The 5 Minute Urology Consult 3rd Ed.

HEMATURIA, GROSS AND MICROSCOPIC, ADULT

Megan M. Merrill, DO

Surena F. Matin, MD, FACS

BASICS

DESCRIPTION

• Hematuria may be gross (GH) (visible) or microscopic (MH)

• It can originate from any part of the urinary tract

ALERT

• Hematuria of any degree should not be ignored, as it may be a sign of serious renal or urologic disease, including malignancy.

• Urologic malignancy associated with microscopic hematuria in 1–3% (1).

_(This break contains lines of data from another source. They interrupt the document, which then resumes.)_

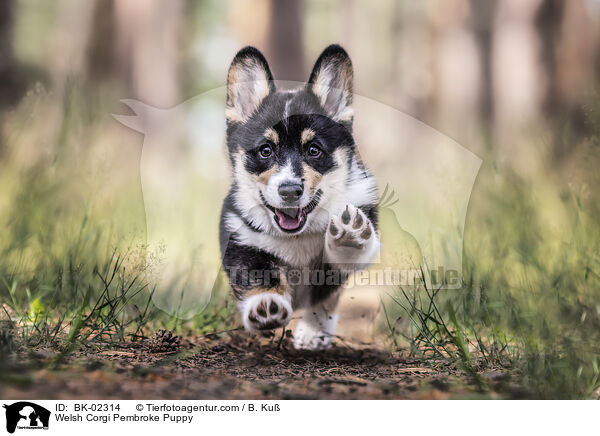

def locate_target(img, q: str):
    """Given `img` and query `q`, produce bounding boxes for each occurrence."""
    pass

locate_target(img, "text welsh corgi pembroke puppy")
[220,45,379,350]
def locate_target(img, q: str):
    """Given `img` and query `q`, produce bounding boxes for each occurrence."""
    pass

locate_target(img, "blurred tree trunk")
[0,0,14,109]
[87,0,118,85]
[535,0,564,117]
[470,0,496,129]
[87,0,183,107]
[269,0,308,82]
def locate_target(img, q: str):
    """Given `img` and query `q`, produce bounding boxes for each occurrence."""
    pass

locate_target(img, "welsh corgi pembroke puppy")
[219,45,380,350]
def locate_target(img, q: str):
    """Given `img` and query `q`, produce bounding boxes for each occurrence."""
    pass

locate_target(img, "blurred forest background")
[0,0,600,155]
[0,0,600,397]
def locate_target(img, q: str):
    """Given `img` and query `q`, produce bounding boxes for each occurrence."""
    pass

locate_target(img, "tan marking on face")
[258,165,279,185]
[302,163,323,192]
[300,129,315,145]
[264,128,279,144]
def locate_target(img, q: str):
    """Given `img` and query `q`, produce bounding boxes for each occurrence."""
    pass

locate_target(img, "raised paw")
[325,204,379,263]
[240,292,292,332]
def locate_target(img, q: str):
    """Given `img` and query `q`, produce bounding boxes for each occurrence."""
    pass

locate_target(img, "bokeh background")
[0,0,600,397]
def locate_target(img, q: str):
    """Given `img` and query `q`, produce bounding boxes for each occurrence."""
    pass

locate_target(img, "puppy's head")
[226,45,354,235]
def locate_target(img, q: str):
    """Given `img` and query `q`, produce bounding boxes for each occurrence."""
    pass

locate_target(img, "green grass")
[384,125,600,398]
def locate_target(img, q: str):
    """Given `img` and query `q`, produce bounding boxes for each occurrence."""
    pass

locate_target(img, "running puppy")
[219,45,379,350]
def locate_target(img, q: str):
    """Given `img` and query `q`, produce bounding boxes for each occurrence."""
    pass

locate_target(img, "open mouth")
[260,189,322,233]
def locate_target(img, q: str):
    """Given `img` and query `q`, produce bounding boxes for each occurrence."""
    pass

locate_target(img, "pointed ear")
[225,47,275,123]
[308,44,354,124]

• GH has a 5 times higher incidence of serious urologic disease compared to MH (2).

EPIDEMIOLOGY

Incidence

• Incidence of various disorders in patients who present with MH or GH: (3)

– No diagnosis – 60.5%

– UTI – 13%

– Bladder cancer – 12%

– Renal disease – 9.8%

– Stone disease – 3.6%

– Renal cancer – 0.6%

– Prostate cancer – 0.4%

– Upper tract cancer – 0.1%

Prevalence

Prevalence of asymptomatic MH varies with age and gender, and ranges from 0.19–21% (4).

RISK FACTORS (5)

• Age >35

• Male gender

• Current or past smoking history

• Recent trauma

• Urinary tract surgery or instrumentation

• Prostatic enlargement (BPH or BPE)

• Chronic indwelling Foley

• Family history of renal disease

• Renal calculi

• Pelvic radiation

• Recent febrile illness

• History of irritative voiding symptoms

• UTI

• Occupational exposure to chemicals or dyes

– Benzenes or aromatic amines

• Medications

– Cyclophosphamide

– Analgesic abuse

Genetics

Familial hematuria (Alport syndrome or hereditary nephritis)—glomerulonephritis (GN), end-stage kidney disease, and hearing loss (2)

PATHOPHYSIOLOGY

• Macroscopically:

– Blood clots that have a vermiform (worm-like) appearance suggest the origin of hematuria to be the upper tract

– Blood clots that are amorphous suggest the origin to be the lower urinary tract—bladder or prostate

• On microscopic analysis: (2)

– RBCs in the urine that are isomorphic and have smooth, round membranes and even hemoglobin distribution suggests urologic disease

– RBCs that are dysmorphic with irregular shapes and uneven hemoglobin distribution suggests glomerular disease

ASSOCIATED CONDITIONS

• Neoplasms

• UTI

• Urolithiasis

• Glomerulonephritis

• Anatomic abnormalities of urinary tract (eg, UPJ [uretero-pelvic junction obstruction])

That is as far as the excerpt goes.